If we have learned anything during this uncertain time, it is how quickly the workplace can adapt and change in the face of necessity and how technology can bring us together in new ways.
Overnight, the technology we were already using, like Zoom and Teams, became an even more essential part of our toolbox.
Other things required more problem-solving. As a multi-disciplinary firm, we are conscious that our work as architects, landscape architects, and interior designers extends beyond design and into the field on construction sites.
Our efforts to reduce our distance led us to make site presence and meetings more manageable by using FaceTime, Teams, Zoom and other software to resolve issues with those working on-site without needing to physically be there. We’re adapting very quickly and everyone involved seems on board with these changes as we focus on problem-solving together with our clients.
Beyond all of the perfunctory aspects of our work that software allows us to continue uninterrupted, we find that the ability to see each other’s faces and simply just connect with each other is incredibly important right now. From small group meetings to large team meetings, seeing familiar and friendly faces navigating the unknown together is comforting and strengthens our bond.
Below are a few things we have learned about adapting the workplace to a fully functioning, remote environment. As we’ve been saying, and we truly believe, we’re all in this together.
Maintain your office routine.
We preserved our weekly office rituals of all hands staff meetings, marketing meetings, senior staff meetings, studio stand-ups, etc. These kept our staff engaged and connected in expected rituals and maintained a feeling of continuity and stability. The ability to stay the course on normally scheduled activities is a relief in times of change.

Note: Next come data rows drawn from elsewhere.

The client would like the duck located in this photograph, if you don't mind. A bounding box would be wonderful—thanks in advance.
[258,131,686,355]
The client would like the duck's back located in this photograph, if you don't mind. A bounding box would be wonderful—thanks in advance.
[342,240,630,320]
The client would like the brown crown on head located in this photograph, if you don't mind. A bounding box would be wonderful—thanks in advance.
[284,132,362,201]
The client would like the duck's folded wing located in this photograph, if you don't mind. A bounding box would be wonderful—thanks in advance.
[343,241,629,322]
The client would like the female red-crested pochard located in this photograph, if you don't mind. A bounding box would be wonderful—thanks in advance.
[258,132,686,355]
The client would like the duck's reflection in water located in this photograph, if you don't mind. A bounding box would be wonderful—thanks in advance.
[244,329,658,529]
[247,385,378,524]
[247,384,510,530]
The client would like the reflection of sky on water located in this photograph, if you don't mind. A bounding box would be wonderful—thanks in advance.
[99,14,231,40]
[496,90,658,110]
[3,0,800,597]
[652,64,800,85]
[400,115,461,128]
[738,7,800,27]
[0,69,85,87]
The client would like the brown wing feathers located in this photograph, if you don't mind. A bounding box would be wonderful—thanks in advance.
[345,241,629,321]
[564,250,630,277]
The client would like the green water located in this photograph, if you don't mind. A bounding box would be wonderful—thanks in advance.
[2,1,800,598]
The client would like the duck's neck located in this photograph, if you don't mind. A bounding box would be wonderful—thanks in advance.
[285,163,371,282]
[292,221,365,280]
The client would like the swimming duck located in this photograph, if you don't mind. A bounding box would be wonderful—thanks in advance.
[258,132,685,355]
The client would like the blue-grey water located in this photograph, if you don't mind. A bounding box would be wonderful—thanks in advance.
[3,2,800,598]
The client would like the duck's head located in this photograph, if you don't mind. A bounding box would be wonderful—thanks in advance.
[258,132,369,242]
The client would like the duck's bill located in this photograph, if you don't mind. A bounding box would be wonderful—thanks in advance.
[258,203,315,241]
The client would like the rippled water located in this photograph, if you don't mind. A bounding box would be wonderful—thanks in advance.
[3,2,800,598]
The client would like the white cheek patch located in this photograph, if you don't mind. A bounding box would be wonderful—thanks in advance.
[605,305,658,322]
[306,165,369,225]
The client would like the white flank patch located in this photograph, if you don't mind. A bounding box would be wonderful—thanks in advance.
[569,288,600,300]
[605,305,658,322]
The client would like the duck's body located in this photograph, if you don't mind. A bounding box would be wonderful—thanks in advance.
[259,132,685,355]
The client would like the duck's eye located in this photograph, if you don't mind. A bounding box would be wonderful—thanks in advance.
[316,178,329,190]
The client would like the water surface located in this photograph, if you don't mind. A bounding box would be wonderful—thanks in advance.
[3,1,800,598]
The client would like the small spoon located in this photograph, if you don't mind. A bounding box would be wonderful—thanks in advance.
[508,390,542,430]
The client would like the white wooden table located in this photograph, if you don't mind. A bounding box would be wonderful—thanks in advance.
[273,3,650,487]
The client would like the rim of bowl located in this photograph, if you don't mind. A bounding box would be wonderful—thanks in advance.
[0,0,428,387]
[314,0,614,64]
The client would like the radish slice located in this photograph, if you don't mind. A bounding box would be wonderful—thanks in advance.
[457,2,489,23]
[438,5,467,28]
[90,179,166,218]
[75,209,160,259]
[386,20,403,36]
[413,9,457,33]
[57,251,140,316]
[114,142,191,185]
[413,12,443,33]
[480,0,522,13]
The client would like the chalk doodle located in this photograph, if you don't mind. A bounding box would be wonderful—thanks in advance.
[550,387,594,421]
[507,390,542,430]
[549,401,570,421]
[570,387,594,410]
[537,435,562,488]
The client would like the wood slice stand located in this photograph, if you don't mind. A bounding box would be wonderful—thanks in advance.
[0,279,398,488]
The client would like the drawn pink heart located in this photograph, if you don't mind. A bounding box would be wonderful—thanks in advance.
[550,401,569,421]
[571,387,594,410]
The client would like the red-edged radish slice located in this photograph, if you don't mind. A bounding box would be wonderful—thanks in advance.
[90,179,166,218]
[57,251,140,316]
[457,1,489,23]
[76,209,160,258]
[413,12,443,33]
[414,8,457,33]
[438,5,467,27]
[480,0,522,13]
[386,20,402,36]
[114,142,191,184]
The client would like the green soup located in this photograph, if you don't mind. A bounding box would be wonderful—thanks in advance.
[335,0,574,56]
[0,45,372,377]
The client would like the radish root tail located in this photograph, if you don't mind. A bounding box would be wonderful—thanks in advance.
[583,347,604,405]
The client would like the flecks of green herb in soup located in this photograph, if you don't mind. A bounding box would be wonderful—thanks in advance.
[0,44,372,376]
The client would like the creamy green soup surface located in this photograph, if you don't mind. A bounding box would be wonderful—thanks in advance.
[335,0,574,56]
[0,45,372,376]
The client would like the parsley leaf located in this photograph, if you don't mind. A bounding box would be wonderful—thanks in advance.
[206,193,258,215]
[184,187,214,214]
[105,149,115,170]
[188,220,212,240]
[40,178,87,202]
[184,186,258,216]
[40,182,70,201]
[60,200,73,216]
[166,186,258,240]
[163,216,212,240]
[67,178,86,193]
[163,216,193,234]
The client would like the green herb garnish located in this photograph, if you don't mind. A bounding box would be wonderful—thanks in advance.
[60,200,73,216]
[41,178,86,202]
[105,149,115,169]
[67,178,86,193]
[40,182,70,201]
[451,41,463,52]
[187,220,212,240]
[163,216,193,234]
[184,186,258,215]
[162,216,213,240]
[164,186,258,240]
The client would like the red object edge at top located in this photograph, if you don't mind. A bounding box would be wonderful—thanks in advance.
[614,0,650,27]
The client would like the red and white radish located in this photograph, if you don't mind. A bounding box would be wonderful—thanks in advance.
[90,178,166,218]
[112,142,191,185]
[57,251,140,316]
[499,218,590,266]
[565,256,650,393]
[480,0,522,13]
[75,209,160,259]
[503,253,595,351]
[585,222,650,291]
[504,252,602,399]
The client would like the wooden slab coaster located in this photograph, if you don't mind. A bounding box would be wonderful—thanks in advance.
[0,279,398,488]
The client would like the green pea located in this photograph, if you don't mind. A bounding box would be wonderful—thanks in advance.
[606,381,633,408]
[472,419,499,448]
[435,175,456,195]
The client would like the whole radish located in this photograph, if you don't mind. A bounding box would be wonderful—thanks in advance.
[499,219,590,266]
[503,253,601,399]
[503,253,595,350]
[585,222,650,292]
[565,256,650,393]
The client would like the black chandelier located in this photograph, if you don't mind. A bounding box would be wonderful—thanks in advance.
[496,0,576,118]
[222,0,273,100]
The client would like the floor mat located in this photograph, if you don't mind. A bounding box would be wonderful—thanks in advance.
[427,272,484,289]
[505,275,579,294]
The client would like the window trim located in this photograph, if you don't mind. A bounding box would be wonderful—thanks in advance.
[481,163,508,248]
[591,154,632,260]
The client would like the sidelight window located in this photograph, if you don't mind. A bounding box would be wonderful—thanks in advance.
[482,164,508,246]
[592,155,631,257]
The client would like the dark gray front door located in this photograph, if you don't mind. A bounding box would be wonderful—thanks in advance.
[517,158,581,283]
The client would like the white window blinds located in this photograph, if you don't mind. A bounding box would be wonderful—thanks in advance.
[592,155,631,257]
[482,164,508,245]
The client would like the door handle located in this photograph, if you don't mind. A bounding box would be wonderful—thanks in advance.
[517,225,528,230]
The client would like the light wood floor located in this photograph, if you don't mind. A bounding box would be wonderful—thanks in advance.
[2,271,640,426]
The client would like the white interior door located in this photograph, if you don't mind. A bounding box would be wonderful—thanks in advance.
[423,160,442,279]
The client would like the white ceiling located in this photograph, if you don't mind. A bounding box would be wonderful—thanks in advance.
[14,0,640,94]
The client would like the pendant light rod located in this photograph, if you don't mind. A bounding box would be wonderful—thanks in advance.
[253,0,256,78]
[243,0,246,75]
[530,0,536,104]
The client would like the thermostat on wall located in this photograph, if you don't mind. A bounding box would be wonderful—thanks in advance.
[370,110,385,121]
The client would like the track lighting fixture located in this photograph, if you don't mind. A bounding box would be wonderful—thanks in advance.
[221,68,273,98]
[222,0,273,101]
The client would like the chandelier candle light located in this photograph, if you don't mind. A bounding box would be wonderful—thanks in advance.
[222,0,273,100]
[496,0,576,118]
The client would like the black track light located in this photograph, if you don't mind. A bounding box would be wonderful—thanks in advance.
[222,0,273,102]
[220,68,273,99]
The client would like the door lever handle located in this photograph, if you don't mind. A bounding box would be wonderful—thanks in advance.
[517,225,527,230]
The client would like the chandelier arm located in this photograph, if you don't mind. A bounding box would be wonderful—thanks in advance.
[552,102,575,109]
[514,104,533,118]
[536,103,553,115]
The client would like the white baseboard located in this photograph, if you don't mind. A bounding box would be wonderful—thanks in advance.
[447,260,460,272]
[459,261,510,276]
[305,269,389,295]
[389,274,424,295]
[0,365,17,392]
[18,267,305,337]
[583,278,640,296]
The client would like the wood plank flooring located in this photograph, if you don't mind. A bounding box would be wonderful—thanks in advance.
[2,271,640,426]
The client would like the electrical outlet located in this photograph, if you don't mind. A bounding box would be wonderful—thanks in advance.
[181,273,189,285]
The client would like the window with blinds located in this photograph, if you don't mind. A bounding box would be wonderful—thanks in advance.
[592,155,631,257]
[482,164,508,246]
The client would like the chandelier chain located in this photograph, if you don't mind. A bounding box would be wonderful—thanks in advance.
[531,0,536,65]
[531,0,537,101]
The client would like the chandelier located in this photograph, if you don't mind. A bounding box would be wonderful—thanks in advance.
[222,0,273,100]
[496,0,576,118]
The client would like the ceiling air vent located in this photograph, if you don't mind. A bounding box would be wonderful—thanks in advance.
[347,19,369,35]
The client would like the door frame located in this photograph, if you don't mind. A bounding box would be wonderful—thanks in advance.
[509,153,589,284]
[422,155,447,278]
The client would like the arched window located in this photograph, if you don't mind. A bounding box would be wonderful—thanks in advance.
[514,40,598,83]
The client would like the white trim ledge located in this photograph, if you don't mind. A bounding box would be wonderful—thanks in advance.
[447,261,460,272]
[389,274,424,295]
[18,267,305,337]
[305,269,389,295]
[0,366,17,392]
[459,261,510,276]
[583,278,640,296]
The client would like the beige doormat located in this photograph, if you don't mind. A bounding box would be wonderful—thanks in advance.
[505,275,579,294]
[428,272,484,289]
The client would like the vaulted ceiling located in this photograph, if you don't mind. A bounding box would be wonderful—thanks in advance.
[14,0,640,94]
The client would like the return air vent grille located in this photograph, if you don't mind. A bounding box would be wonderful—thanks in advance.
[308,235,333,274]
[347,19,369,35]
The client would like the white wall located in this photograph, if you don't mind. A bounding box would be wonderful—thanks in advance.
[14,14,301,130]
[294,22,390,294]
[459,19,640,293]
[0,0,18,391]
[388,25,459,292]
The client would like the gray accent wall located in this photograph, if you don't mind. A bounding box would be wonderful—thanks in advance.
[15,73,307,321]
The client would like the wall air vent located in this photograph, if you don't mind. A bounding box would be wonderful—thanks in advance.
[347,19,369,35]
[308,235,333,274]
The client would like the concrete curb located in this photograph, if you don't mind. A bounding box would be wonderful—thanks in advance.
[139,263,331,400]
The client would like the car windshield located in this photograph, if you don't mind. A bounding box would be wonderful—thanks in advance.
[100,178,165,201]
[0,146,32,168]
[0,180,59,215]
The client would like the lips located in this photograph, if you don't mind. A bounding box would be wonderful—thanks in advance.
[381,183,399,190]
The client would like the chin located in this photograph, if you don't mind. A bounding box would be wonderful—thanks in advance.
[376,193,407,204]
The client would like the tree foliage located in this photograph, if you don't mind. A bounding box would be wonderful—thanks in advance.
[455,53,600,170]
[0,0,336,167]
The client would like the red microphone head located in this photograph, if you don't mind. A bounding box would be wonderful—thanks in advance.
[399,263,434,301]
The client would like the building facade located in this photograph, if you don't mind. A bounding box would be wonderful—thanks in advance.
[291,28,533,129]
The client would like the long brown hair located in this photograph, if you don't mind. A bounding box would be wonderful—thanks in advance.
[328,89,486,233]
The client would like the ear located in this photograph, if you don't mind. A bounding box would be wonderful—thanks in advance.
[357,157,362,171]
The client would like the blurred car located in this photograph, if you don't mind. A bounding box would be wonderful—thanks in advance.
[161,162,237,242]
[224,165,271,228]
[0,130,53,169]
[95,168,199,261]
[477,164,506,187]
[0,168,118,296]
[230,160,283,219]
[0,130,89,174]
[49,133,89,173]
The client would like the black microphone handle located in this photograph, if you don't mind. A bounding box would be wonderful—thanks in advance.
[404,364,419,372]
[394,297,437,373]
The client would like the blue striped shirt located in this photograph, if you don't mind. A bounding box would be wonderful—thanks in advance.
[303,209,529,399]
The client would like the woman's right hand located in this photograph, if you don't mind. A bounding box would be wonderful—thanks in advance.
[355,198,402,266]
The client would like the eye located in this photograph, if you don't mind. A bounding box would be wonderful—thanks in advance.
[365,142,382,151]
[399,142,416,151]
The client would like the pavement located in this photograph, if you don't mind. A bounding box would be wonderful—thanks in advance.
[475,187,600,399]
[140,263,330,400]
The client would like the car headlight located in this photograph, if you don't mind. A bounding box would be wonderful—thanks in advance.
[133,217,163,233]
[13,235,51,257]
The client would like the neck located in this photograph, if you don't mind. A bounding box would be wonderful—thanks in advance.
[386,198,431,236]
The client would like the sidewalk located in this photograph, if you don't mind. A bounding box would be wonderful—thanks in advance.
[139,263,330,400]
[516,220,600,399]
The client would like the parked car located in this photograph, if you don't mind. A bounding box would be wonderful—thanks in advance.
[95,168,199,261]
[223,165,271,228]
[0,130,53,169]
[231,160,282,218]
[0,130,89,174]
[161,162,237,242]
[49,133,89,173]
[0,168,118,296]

Just hours into this unusual week, we had an epic all-hands staff meeting over Zoom meeting. Something familiar and comfortable took place in a whole new way. It was unexpectedly exciting, reassuring, and even fun. It set a tone, and it was great that it happened early on — and we could actually hear what everyone was saying!
Throughout the week, teams shared lunchtime conversation virtually, recreating the feeling of dining together at our picnic tables even if everyone was apart.
Work with what you have.
Not enough laptops? No problem. Our best decision was to work with what we knew, and what we had, and not introduce new systems. We had a fleet of laptops that are built for remote work, but we didn’t have enough for everyone. We treated our desktops as bulky (but still “portable”) versions of laptops. We added our tried-and-true VPN software and sent them out the door and home with employees. The focus was on continuity and avoiding disruptive and unvetted technical solutions. Folks kept working with the familiar.
Clear protocols for engagement provide certainty in a time of uncertainty. For example, who should each individual in your organization check in with, and how often? By creating a strong base of expectations and policies, we were able to quickly move to a Work from Home model. We learned that clarity was more important than innovation when making quick changes to our working model.
Harness the power of tools and software.
If you have already adopted a software platform for virtual client meetings, keep going. If not, here are a few of the tools we love:
- Zoom Video is a great meeting and collaboration tool for small or large group meetings. A pro license will ensure that you can host meetings for any length of time and large numbers of people.
- If you already use Microsoft Office 365, Teams is indispensable. You can run a text chat, host a video meeting, screenshare, and post notes and files. It can organize all of your project teams and projects into different chats to keep you organized. There are a lot of apps to explore in Office 365. Don’t be afraid of a little trial and error.
- If you use Revit, BIM 360 can allow your projects to become more facile in a cloud-based platform.
- For design collaboration, Bluebeam Studio is great for collaborative markups and Zoom annotations can assist while in Zoom sessions.
Don’t stop innovating.
It can feel very cathartic to keep moving forward when everything stops around you. So, do solve the problems at hand, but don’t stop moving ahead. Whether it is tackling some normal course planning projects, or thinking about how your business keeps evolving during changing times, keep looking forward and don’t forget to design — even if it is designing yourself.